Un meilleur statut pour les candidats médecins

On a – enfin ! – un accord sur le statut des candidats médecins spécialistes. Oui, un accord est intervenu hier soir et c’est important parce que les parties prenantes tentaient d’y parvenir depuis un bail. Problème: cet accord, il satisfait tout le monde, sauf les candidats médecins spécialistes francophones qui partent en grève ce jeudi. 

Alors, un accord sans accord… mais il y a quoi dans cet accord ? C’est un billard à plusieurs bandes, puisqu’on a négocié entre le ministre de la Santé Frank Vandenbroucke, les candidats médecins spécialistes, les différentes facultés de médecine dans les universités ainsi que les fédérations hospitalières, ça fait donc beaucoup de monde impliqué – plus on est, plus on rit. Sauf qu’ici, on ne rit plus du tout.

Ça fait des années que ces apprentis médecins spécialistes dénoncent leurs conditions de travail, la charge trop importante, mais aussi le salaire trop faible et, à l’heure ou les autorités publiques – covid oblige – font un réel effort pour refinancer le secteur des soins de santé, les candidats médecins s’estiment abandonnés. 

Mais il y a de réelles avancées dans ce nouveau statut qu’on leur propose. Tous bénéficieront, dès le 1er août, d’un contrat de formation uniforme qui contraste nettement avec la réalité actuelle où chaque candidat a des conditions de travail et de rémunération différentes.

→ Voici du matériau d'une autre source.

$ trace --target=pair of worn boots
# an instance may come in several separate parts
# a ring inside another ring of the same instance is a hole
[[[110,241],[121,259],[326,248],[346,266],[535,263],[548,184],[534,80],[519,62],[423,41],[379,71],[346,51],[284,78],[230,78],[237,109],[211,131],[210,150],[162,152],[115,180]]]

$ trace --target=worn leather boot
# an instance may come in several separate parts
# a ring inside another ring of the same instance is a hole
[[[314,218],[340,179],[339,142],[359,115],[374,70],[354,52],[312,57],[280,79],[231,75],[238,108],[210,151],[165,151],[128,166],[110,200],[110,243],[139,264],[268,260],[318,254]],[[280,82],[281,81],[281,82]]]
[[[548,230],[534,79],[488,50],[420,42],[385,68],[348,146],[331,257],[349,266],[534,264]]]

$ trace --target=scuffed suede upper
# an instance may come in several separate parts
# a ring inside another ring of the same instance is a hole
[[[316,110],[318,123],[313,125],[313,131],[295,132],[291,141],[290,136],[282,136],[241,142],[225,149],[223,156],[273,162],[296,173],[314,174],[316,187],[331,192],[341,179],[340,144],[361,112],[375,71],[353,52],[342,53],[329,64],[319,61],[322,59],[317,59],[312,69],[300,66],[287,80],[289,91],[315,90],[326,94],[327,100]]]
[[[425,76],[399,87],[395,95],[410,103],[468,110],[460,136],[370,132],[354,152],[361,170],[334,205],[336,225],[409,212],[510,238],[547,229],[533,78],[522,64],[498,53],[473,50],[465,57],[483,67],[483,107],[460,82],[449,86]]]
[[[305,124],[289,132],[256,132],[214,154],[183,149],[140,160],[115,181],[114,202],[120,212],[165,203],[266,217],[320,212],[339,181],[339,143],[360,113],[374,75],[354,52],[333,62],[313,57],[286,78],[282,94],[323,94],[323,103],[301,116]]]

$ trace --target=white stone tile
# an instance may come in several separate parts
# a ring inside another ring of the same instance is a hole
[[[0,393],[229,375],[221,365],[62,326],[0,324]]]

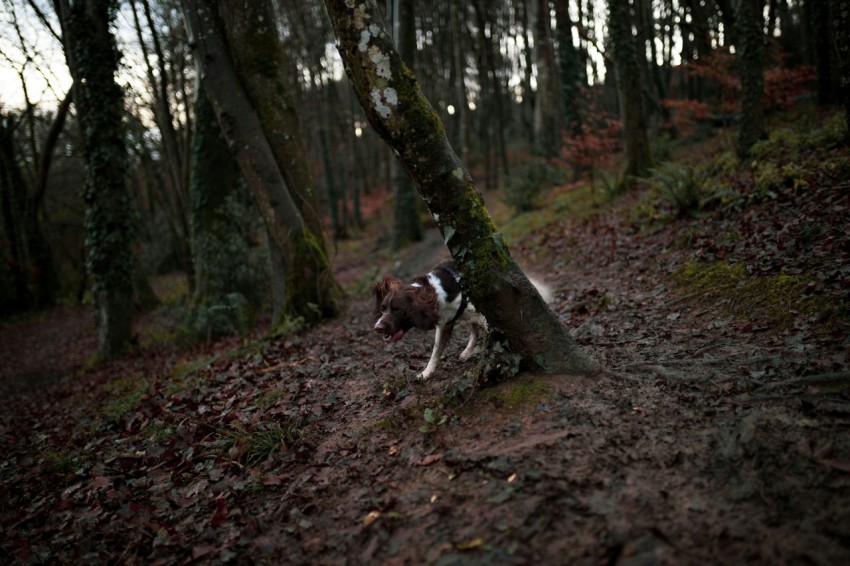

Un contrat qui garantit une hausse salariale de 10 %, un salaire minimum brut de 3.113 euros bruts dès la première année (indexé et augmenté chaque année) ; une meilleure rémunération pour les heures supplémentaires, les gardes de nuit, les week-ends ; 20 jours de congé légaux ; une garantie de protection pendant la grossesse ; un enregistrement de la durée du temps de travail. Le fédéral met une enveloppe de 30 millions d’euros sur la table pour que cet accord puisse voir le jour.

Mais les francophones ne sont pas contents. Le patron du syndicat des assistants médecins francophones estiment qu’ils n’ont pas du tout été entendus. Que cet accord ne permettra pas d’alléger les charges de travail et que, finalement, par exemple, sur le respect de la protection durant la grossesse, l'accord ne fait que se conformer à la loi actuelle.

Pour le reste, voici ce que dit leur communiqué: “Les assistants médecins n’ont pas vocation à pallier les manquements de moyens financiers et logistiques d’un système de santé défaillant, en sacrifiant leur précieux temps à des tâches administratives ou du travail d’assistanat ne contribuant pas à leur développement intellectuel ou l’acquisition de compétences d’intérêt pour leur futur pratique. Ces abus s’apparentent à de l’exploitation d’une force de travail docile et corvéable à merci.”